Just then the door to the bathroom opened and into the large handicapped stall next to me went a mother and two small children.
“Get off, I am going first.”
“Don’t yell at your sister.”
“Don’t touch the toilet paper.”
“Please, keep off the floor.”
“It’s not polite to look through the crack!”
Into my darkness came little voices. Arguing. Laughing. And a patient yet exasperated mother.
In my stall, I had been giving myself “evidence” that I was not fit for this child I was carrying, that I could not be a good mother, and in the final moments I had entertained the thought that it was probably best if I gave my child up for adoption.
However, what I heard in the other stall was not perfection. It was messy and full of life. The kids were crazy. The mom was just trying to use the restroom. There were germs and lots of silly behavior.
What I heard on the other side of the stall was HOPE.
Those little kids finished in the stall, laughed and went out to wash their hands. They splashed water on each other and the mom told them to stop playing around and get theirs hands dried. I listened and tried to be very still and let the feeling of hope sink into me.

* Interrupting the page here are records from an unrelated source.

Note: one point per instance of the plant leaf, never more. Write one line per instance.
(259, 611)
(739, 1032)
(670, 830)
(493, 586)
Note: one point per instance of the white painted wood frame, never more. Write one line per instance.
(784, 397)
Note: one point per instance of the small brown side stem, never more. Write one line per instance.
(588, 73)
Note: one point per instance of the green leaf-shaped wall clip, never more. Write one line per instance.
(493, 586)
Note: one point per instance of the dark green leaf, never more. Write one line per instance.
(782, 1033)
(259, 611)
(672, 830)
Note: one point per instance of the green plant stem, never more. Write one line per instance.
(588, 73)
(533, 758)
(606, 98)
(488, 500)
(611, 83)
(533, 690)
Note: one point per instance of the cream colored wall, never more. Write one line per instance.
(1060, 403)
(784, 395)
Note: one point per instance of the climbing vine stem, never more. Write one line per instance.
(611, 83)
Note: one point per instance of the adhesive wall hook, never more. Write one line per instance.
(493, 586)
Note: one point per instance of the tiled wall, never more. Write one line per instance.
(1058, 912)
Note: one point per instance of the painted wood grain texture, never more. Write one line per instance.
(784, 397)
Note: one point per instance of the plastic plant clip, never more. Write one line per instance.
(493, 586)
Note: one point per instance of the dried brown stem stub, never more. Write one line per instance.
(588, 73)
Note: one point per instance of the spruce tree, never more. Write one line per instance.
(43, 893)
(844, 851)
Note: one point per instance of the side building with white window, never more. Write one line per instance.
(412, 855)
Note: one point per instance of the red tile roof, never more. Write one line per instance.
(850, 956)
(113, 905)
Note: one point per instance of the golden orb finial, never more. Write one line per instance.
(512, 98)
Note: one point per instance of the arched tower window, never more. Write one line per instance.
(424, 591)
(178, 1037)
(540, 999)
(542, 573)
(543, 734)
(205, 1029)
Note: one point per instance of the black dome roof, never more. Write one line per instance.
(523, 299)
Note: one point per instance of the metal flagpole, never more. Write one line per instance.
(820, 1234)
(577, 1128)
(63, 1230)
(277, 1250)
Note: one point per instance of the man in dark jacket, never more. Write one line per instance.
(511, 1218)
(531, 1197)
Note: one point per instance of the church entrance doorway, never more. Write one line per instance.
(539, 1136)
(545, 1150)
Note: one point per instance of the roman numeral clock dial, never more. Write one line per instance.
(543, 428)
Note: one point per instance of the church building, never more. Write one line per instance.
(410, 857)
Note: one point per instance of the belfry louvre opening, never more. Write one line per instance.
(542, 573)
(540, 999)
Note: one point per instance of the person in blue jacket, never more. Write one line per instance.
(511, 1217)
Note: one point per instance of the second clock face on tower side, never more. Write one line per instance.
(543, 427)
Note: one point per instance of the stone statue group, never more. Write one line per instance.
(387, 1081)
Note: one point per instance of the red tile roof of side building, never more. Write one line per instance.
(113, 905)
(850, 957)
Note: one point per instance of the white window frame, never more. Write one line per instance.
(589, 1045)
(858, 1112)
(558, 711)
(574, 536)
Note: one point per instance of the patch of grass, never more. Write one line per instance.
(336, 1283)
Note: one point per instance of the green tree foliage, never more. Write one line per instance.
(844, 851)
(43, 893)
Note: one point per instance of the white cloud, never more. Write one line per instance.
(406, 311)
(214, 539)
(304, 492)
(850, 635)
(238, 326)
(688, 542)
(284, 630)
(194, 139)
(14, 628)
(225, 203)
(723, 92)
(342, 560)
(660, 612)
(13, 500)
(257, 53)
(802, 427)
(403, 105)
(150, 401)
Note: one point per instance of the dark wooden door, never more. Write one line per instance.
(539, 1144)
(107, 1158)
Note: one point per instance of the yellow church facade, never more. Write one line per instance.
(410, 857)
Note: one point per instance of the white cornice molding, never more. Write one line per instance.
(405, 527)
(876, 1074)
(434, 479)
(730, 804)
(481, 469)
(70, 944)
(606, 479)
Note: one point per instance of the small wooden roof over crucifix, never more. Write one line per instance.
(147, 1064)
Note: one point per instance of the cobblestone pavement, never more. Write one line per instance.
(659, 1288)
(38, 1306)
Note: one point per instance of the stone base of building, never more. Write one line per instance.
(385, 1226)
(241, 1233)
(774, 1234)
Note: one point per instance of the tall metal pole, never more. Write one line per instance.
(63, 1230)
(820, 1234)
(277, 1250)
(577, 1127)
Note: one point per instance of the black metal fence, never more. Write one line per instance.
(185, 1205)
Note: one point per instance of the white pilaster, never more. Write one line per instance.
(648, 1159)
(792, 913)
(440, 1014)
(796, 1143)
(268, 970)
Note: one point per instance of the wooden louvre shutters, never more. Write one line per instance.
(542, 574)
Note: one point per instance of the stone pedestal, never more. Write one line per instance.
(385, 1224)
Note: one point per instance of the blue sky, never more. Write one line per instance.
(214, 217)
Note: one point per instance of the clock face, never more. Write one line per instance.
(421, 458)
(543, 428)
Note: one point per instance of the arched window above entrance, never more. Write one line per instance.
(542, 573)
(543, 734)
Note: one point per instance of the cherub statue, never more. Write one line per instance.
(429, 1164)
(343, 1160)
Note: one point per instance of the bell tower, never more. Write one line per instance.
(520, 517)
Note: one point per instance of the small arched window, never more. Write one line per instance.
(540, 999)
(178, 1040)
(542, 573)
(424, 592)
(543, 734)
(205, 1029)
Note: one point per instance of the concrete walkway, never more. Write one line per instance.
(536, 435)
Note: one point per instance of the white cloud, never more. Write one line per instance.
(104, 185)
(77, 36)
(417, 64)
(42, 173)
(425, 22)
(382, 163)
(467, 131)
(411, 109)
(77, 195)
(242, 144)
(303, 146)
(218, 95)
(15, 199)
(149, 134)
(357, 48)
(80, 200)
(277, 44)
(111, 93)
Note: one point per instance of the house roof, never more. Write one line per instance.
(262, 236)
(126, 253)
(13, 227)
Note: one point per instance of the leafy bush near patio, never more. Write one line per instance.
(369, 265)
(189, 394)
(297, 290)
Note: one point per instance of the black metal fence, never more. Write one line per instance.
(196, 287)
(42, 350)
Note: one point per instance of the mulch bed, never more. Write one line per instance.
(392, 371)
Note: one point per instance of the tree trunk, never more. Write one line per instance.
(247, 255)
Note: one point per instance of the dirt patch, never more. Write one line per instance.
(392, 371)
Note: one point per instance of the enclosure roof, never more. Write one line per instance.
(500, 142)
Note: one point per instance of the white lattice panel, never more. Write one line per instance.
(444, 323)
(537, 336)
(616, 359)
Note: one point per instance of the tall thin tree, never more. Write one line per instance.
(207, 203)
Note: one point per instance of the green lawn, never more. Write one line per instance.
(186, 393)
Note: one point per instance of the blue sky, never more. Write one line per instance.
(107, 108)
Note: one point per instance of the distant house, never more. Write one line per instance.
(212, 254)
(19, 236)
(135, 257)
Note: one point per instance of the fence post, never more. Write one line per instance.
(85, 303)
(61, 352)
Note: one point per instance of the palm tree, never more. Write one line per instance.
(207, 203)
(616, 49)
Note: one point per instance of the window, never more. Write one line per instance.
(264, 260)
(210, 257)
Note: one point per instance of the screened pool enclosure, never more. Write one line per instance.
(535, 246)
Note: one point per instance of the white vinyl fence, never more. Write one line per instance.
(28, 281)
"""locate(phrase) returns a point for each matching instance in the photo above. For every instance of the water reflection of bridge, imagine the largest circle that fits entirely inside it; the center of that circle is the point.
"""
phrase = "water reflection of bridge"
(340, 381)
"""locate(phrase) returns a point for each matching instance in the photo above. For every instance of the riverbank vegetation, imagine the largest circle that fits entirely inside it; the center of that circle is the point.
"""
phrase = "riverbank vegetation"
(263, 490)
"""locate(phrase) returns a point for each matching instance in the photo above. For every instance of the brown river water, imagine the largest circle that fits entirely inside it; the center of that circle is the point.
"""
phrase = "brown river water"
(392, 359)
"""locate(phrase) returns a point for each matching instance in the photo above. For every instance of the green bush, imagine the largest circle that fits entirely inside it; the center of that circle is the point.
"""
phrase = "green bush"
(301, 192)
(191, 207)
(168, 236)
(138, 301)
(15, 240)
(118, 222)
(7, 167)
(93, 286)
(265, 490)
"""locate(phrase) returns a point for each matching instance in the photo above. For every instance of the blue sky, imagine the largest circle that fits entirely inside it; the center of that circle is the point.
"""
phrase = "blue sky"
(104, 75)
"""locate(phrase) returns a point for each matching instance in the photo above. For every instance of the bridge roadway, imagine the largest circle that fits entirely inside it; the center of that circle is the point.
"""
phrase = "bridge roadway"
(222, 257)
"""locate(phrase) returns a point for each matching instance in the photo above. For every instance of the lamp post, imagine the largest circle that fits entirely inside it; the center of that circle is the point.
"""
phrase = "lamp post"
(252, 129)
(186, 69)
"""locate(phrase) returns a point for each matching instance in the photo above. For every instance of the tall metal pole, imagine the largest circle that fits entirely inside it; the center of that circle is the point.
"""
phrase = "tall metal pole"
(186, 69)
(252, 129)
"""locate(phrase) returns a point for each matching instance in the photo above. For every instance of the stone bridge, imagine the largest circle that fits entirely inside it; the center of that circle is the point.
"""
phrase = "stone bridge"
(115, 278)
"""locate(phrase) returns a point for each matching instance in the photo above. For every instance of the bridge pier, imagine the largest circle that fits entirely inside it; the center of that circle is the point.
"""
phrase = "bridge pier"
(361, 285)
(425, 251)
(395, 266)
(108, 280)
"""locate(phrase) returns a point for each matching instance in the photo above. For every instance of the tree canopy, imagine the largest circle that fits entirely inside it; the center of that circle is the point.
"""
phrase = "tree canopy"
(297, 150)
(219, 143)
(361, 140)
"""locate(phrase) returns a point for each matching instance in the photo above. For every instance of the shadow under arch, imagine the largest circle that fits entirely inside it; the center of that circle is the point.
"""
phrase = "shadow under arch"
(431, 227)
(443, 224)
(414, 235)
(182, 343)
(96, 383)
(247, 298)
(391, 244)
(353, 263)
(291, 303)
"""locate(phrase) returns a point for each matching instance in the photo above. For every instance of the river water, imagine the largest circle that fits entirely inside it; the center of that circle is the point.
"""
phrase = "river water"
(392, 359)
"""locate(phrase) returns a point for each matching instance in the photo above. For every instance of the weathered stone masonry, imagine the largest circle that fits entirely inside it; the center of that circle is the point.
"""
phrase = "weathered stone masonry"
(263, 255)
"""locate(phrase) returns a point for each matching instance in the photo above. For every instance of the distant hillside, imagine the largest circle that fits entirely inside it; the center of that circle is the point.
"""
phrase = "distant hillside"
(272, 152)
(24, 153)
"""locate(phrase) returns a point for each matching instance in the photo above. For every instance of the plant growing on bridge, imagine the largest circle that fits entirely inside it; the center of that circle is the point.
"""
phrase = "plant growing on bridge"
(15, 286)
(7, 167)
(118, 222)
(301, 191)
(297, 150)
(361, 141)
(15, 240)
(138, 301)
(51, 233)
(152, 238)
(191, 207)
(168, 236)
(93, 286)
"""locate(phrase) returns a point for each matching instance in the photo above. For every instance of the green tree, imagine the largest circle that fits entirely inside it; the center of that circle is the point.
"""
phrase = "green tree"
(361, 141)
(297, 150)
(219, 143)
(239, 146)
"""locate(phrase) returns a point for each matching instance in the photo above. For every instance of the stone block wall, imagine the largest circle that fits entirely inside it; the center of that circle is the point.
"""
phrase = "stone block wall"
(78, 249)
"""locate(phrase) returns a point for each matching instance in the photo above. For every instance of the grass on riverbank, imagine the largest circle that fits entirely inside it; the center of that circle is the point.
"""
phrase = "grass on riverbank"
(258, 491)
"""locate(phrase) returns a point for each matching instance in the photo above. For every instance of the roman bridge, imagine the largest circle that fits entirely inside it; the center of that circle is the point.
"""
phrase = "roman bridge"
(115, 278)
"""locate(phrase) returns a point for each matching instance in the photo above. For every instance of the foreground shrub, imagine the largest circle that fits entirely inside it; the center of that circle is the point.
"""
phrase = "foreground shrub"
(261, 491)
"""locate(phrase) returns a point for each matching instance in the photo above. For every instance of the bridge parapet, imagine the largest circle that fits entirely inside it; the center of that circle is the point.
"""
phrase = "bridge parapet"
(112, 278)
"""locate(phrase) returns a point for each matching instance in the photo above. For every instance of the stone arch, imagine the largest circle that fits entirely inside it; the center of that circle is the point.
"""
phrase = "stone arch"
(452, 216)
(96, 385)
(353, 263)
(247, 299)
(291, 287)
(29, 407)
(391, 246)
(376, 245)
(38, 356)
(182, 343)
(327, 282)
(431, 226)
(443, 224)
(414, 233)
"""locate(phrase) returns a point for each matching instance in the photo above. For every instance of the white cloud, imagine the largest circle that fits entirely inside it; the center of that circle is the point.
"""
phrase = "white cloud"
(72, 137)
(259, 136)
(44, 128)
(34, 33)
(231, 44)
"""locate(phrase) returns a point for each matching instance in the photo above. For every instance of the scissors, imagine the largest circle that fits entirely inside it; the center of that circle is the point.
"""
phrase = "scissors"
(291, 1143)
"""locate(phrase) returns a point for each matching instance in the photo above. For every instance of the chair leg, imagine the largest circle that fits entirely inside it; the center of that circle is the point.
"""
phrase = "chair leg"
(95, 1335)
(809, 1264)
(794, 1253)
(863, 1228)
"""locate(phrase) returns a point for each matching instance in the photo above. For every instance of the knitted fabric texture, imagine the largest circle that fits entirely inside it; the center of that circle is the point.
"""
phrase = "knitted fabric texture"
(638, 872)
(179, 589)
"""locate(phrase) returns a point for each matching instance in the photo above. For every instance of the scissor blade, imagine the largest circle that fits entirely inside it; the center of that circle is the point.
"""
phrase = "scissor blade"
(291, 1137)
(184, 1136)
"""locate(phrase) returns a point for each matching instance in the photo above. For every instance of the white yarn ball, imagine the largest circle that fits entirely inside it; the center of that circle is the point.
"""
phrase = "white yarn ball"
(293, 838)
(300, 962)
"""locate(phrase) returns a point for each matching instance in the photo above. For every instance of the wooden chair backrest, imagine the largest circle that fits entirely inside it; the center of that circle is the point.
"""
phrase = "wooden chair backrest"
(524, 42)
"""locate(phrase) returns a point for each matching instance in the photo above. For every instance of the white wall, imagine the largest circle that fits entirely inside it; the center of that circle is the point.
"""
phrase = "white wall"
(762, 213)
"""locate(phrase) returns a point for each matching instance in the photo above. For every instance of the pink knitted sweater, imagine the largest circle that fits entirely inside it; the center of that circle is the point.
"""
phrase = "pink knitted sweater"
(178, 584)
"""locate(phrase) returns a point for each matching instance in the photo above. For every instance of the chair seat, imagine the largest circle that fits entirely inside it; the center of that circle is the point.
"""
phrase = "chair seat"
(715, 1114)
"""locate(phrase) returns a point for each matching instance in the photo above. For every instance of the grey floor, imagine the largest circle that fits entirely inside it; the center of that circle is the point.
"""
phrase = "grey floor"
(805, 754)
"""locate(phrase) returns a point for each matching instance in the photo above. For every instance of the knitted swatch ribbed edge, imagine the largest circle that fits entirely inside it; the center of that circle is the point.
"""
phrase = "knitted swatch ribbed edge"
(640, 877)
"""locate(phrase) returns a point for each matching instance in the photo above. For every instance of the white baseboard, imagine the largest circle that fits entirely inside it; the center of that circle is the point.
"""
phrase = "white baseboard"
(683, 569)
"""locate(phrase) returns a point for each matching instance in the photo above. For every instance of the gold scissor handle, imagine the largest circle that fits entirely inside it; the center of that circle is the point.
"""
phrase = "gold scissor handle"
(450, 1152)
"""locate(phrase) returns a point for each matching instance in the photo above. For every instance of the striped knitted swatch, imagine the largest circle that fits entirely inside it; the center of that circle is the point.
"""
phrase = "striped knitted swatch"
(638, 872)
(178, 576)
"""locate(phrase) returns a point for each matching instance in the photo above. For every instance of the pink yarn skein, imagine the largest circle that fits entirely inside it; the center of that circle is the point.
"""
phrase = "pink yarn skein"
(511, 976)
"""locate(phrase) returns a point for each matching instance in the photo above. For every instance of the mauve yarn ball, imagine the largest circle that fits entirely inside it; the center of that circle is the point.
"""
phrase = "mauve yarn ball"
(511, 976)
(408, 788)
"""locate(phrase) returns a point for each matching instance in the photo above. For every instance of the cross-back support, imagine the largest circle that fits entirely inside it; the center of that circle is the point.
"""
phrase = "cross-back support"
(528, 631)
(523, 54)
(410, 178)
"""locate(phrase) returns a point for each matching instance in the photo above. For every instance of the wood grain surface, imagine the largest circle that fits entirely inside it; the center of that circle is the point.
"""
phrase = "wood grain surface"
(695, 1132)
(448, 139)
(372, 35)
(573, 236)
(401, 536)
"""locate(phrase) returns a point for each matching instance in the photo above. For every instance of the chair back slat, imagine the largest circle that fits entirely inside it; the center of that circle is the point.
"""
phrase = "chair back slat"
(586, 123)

And before those kids left the bathroom, I don’t know if I yelled it out loud or it simply rang so loud in my head, but from deep inside me came the words, cutting through the midst of negativity and despair, ” I WANT TO KEEP MY BABY!!!!!” It came from deep inside me, I felt it all the way up from the depths of my heart to the moment my consciousness registered the words.
Yes, I made mistakes. Yes, I was not perfect. But so what???? I was beautiful and messy and mixedup. I had NO JUSTIFICATION for my wanting, no proof, no evidence whatsoever that I would be a good mother. But I had seen hope….and I had made a choice to choose my child. I chose to believe that I could be enough, that I could figure out a way to let go and let this baby and everyone else into the beautiful mess that is me. I chose.
And for those who know me, you might now understand why choice is so huge for me. Why I will move heaven and earth to help others in those critical moments of life changing choices. Perhaps it is my paying it forward for that mother and kids in the bathroom that day. Someday I hope karma catches up to them and surrounds them with the gratitude I hold for them.
While there would be other hard days and moments throughout this pregnancy and birth, I also now knew that the darkness inside me could not overtake me without my choice. I could fight. I could allow people in. I could in some way express emotions outwardly instead of hold them inside. And singularly, I had formed a bond with R. In that stall, that day, is when I became a mother.